Felipe rubbed his chin absently as he nodded in agreement. “But as soon as they find a poison that youcan’tcure, they’ll strike. Which, judging by all this”—he indicated the shelves of vials—“will be a while. The curse has its benefits, I guess.”

My brows shot up. “Oh, yes, blistering pain in my veins has been a childhood dream of mine.”

“I only meant that you have so many poison remedies already on hand. You’re not only the second-most powerful fae in the court, but you’re poison-proof.” He let out a dry chuckle. “Hard to usurp a throne from under your rear end.”

I wanted to laugh, but all that came out was a raspy huff. “If it weren’t for Alba, I might not care. But I can’t let her die.”

Felipe offered a tight smile. “I know.”

My sister had found the latest poison victim in the seldom-used tunnels that led to the dragon’s lairs. Those tunnels were used for disposing of things the fae wanted forgotten, and someone had dumped this mortal servant’s body for the dragons to find, hoping, perhaps, to cover up the use of a poison known to disarm a fae from his magic for a shorttime. A deadly poison, in a roundabout way, and one tightly controlled by the few owners of the particular snake breed whose venom formed its base ingredient. Whoever was testing out the poisons on the mortals had hoped to keep this one hidden from me. Fortunately, Alba had been wandering that way, hunting the glowing lizards that lurked in the quietest corners of our underground palace.

“Ironic that I’m keeping these mortals alive while trying to kill the others,” I said.

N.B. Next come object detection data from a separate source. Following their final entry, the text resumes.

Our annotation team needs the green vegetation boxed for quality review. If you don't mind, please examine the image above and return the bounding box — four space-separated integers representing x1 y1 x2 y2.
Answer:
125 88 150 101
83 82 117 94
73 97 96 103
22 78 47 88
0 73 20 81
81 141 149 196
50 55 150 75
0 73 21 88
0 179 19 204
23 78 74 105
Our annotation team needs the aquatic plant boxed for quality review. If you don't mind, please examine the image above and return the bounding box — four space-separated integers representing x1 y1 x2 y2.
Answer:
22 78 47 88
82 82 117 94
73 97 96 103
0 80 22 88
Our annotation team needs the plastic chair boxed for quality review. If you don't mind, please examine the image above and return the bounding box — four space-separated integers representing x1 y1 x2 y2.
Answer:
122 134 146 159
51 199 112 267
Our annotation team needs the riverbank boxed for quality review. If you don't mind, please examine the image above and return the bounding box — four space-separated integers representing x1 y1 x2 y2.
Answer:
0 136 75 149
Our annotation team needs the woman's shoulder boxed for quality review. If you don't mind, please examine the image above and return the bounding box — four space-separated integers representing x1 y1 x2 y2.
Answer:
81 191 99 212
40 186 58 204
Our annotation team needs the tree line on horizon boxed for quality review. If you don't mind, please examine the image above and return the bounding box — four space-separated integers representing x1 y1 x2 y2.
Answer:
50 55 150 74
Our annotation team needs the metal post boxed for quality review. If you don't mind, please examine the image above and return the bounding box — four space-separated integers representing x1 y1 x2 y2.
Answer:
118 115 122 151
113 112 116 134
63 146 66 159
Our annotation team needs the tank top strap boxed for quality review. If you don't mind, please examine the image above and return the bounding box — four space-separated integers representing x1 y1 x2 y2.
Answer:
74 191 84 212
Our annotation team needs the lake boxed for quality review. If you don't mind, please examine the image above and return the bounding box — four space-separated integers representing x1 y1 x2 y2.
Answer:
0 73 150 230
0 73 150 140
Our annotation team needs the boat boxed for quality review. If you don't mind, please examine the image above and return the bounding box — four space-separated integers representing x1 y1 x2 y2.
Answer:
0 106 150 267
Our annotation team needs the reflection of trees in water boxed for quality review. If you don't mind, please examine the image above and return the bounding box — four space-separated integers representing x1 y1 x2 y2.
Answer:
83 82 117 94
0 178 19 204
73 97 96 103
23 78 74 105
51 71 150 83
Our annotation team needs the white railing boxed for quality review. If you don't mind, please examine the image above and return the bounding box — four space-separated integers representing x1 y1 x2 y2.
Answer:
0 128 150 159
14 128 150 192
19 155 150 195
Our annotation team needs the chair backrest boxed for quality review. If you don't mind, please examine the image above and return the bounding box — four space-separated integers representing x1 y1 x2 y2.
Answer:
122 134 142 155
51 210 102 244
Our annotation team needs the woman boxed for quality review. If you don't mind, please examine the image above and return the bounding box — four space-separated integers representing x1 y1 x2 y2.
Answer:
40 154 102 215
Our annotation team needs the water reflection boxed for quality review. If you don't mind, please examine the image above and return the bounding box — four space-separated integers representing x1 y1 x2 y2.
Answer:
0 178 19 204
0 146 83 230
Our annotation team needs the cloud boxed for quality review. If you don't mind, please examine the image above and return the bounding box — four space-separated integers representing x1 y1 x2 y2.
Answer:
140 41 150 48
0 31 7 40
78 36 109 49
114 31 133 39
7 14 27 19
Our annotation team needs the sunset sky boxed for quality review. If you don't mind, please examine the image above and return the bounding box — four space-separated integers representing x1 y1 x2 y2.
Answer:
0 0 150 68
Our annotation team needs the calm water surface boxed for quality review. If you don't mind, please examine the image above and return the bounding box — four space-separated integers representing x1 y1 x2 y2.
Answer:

As I recalled Zara’s words about me being the type to have enemies, my stomach tightened. If she had chosen to be a servant, I wouldn’t have to kill her before Father returned. But if she had, I would never have spared her a second thought. My eyes lingered on the door where the servant woman had departed, surprised at how oddly tight my muscles had grown when thinking of Zara.

“Not ironic,” Felipe corrected. “Ironic would be if you died in your attempts to kill the humans.”

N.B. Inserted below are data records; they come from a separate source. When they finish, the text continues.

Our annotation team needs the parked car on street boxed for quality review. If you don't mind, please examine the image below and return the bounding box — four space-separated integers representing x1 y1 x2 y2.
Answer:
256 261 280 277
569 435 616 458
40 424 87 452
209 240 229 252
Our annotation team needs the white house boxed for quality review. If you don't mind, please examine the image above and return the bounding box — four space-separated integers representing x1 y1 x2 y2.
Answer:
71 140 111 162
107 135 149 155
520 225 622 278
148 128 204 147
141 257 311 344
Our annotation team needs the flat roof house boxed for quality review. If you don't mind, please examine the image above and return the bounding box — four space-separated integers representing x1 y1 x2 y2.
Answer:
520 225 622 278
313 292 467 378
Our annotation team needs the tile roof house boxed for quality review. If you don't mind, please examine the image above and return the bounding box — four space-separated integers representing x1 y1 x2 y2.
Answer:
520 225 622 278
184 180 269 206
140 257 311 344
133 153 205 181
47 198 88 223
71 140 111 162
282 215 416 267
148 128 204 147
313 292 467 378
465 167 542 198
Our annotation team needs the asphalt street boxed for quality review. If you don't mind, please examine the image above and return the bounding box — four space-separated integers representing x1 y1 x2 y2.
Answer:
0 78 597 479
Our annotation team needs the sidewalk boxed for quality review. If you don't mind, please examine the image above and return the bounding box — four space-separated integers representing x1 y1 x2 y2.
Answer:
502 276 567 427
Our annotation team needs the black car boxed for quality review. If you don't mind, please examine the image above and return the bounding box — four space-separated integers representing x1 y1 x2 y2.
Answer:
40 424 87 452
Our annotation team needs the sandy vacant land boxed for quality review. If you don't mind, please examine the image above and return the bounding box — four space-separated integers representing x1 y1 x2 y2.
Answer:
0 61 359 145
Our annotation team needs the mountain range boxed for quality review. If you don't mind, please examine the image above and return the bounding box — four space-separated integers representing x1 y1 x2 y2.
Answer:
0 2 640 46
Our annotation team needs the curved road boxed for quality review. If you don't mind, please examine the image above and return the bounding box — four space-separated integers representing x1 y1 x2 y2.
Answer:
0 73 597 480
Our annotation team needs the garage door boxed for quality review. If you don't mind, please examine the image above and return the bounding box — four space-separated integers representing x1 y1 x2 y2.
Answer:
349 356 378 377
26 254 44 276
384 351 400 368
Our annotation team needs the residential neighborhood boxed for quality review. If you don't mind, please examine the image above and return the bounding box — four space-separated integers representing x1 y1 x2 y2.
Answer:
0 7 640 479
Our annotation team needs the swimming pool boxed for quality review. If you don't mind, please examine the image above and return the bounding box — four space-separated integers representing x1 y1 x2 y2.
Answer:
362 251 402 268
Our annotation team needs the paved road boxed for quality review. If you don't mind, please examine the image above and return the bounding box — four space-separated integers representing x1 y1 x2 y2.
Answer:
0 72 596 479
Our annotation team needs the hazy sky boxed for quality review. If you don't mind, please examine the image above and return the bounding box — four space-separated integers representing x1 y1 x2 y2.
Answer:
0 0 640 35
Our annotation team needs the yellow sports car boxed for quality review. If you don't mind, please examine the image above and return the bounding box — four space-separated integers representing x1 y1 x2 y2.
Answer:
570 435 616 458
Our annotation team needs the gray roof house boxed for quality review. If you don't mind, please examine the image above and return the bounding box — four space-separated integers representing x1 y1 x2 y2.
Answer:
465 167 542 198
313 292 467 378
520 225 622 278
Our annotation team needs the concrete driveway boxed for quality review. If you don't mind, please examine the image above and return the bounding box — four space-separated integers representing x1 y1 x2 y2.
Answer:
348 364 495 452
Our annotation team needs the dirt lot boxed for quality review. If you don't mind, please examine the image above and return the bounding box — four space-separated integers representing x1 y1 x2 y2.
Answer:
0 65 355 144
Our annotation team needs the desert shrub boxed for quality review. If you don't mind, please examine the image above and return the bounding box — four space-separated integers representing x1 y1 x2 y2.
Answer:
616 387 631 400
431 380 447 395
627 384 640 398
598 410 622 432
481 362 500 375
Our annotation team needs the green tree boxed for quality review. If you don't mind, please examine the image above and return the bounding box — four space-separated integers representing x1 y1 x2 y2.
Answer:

“I really don’t like your sense of humor,” I said to my friend, crossing my arms.

Felipe sighed, finally relaxing a little. “Are you ready for the trial?”

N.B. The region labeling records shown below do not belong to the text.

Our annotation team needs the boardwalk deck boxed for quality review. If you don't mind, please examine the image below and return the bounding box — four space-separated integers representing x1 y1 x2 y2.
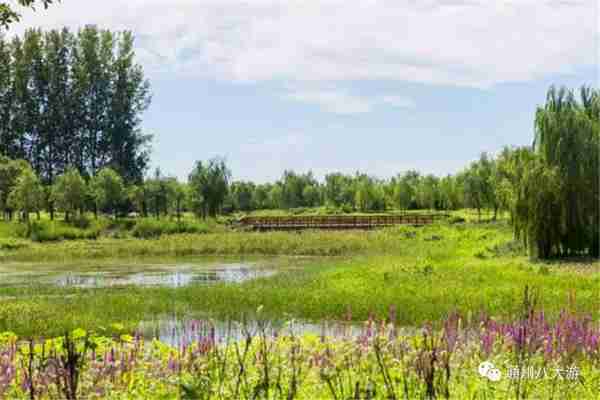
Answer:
239 214 447 230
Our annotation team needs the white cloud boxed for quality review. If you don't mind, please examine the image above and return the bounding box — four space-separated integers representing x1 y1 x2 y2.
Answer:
7 0 598 87
285 89 415 114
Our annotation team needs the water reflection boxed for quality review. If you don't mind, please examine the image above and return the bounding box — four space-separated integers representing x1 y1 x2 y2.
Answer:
139 316 368 346
53 267 275 288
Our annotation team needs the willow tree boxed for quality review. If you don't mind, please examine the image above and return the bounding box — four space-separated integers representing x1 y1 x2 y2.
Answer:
515 87 600 258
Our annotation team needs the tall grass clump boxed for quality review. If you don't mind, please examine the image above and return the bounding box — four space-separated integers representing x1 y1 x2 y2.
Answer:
131 218 210 239
16 218 104 242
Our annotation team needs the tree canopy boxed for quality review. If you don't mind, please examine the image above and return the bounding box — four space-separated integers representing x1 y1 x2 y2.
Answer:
0 0 60 29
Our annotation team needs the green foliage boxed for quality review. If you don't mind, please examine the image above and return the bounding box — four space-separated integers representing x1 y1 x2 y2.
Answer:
8 168 44 220
189 158 231 218
498 88 600 258
90 168 126 213
0 0 60 29
131 218 209 239
17 219 103 243
50 168 88 220
0 25 150 185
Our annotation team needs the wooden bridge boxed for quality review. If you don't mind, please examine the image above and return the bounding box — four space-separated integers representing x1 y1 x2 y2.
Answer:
239 214 448 230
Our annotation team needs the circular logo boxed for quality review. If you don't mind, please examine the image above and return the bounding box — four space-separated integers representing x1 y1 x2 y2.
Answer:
477 361 502 382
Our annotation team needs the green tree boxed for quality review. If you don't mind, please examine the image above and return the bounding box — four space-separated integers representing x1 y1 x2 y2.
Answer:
188 158 231 218
514 87 600 258
50 167 87 221
90 168 126 218
0 0 60 29
169 178 189 221
0 156 31 220
8 168 44 221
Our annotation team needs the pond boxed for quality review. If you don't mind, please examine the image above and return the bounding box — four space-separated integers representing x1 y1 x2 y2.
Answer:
138 316 376 346
0 258 303 288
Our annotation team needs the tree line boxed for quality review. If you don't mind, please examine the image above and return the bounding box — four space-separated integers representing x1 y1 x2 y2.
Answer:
0 26 600 258
0 26 150 189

I raked both hands through my hair, pausing with my hands cupped around the back of my head. Ever since Augustín’s murder, I had stopped watching the mortal games with rapt excitement, as so many of my kind did. But the others in my court didn’t carry a curse that would strip them of life in a short time. For me, death had lost its foreign gleam and now lurked within my very blood—blood that was made to be immortal.